The employee raises one issue on appeal, arguing the "corrected" decision awarding benefits as of May 13, 2006, instead of May 13, 2005, is arbitrary and capricious. We agree, as the decision lacks any subsidiary findings supportive of the date chosen for the commencement of § 35 benefits. See, e.g., Rose v. Home Goods, 21 Mass. Workers' Comp. Rep. 1 (2007). We do not assay an opinion as to whether the May 13, 2006 date has a reasoned foundation in the evidence adduced at hearing. What is clear is that the decision, as it stands, sheds no light on why the award of benefits should start on May 13, 2006.  Therefore, recommittal is appropriate. See Joppas v. Rand-Whitney, 9 Mass. Workers' Comp. Rep. 396, 397 (1995)(inadequate incapacity findings, as to extent and duration, hinder appellate review and require recommittal).
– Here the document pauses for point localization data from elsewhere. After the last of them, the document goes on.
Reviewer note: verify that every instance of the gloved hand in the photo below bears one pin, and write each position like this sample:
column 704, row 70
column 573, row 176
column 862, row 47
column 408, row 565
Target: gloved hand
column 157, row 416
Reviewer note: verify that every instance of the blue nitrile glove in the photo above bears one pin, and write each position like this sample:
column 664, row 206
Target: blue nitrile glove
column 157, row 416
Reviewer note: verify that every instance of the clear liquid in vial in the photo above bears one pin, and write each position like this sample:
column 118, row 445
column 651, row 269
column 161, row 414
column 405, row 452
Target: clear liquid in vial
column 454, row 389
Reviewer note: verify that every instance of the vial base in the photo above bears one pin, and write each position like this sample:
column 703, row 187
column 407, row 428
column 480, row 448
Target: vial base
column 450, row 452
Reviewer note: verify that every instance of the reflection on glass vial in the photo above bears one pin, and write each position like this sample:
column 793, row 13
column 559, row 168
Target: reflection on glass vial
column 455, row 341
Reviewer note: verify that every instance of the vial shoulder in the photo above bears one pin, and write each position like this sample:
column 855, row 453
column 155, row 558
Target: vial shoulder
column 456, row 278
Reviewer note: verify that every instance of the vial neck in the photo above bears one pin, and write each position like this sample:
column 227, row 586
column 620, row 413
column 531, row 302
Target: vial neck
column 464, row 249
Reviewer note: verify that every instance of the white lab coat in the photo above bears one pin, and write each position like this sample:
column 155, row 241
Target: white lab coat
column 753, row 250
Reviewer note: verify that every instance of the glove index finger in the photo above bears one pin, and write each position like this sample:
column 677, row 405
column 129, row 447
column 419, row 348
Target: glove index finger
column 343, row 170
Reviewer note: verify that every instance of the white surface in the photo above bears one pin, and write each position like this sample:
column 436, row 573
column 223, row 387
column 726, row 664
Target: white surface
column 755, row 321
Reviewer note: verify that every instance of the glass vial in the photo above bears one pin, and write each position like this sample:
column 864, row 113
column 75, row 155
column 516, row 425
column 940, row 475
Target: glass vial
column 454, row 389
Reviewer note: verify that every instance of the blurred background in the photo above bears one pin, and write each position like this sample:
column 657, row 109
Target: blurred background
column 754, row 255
Accordingly, we recommit the case for further findings regarding the commencement of § 35 benefits.
Mark D. Horan
Administrative Law Judge
Patricia A. Costigan
Administrative Law Judge
William A. McCarthy
Administrative Law Judge
Filed: July 30, 2009
 A second "corrected" decision, filed subsequent to the original one. See discussion, infra.
 The employee "underwent cervical fusion and was left with moderate physical restrictions resulting directly from that work injury." (Dec. 5.)
 The employee does not challenge this finding.
 Given the de novo nature of the hearing, affirmance of the § 10A conference order is improper and inadequate. The hearing decision must contain subsidiary findings of fact, anchored in the evidence offered at hearing, which support the judge's general findings.
 As noted, this was the date the judge used in his conference order.
 We are perplexed why the judge discomposed his original decision, which awarded benefits from the date the insurer had terminated them. (Employee Ex. 1.) Because the judge took the affirmative step of issuing a "corrected" decision, we cannot attribute the date change to a scrivener's error.